Minnesota lost to Northwestern at Williams Arena 77-52. Minnesota drops to 0-4 in conference play and 6-10 on the season. Northwestern is now 2-2 in Big 10 play and 14-3 on the season. Aaron Falzon led all scorers with 20 points.
I'll be upfront that I thought this was a pick 'em game. The line was Northwestern by 2. KenPom had Northwestern by 3 without including the loss of a key starter. Instead, Minnesota only scored above 50 because the Wildcats emptied their bench. I cannot say this is the worst loss of the season because the season is not over and the South Dakota game happened, but it is a loss that makes me question what exactly the Gophers do in practice.
What do I mean? Northwestern scored five times off a simple pick and roll from the the top of the key where no one bumped the roll man. The most basic help defense on the pick and roll was not executed five times, including twice in a row. Perhaps the Gophers were sticking with shooters? Doubtful. For the game, Northwestern was 11-25 from three and should have been above 50% with two favorable bounces.
Do they practice zone defense? If so, Minnesota has an interesting strategy of leaving slow footed players to cover multiple shooters on the left wing. At a certain point in the second half, this seemed to be the key feature of the Gophers' match up zone. For that matter, what is the utility of playing a defense designed to force a defense to take three point shots if that team is good at shooting? The zone did not stop Bryant McIntosh penetrating through the defense all game on his way to 11 assists.
Then again, if the defense is practicing against Minnesota's offense these are likely not going to be taught. The Gophers do none of what Northwestern did well. Minnesota on an offense is a performance art piece on the nature of inertia. They are so bad at shooting that Northwestern basically ignored open three point shooters in favor of clogging the paint.
And why not? Minnesota is a horrific shooting team. The Gophers finished 5-18 from deep, and less than 40% from the field in total. Their effective field goal percentage was under 50% for the tenth time this season. A fair number of looks are open every game, a consequence of defenses daring the Gophers to make a shot. When the Gophers are not taking bad shots, they are dribbling into multiple defenders as if on purpose.

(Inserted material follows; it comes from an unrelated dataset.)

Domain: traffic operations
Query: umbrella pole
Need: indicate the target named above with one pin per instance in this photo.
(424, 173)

All of this is on the head coach. Players missing shots once in awhile is acceptable. Players consistently missing shots indicates a failure of instruction, motivation, recruitment, or all of the above.
Richard Pitino decided to move Jordan Murphy, his best offensive threat, from the block to the corner where he was a non entity. Richard Pitino decided to base out of a zone defense against a hot shooting Northwestern. Richard Pitino decided to teach an offense that leads to a lot of standing around watching one player try and create.
Those decisions have led to the worst basketball team Minnesota has trotted out in my lifetime. I remain cautiously optimistic about the potential for a quick turnaround next year, but any turnaround will have to start with a full reevaluation of the coaching staff.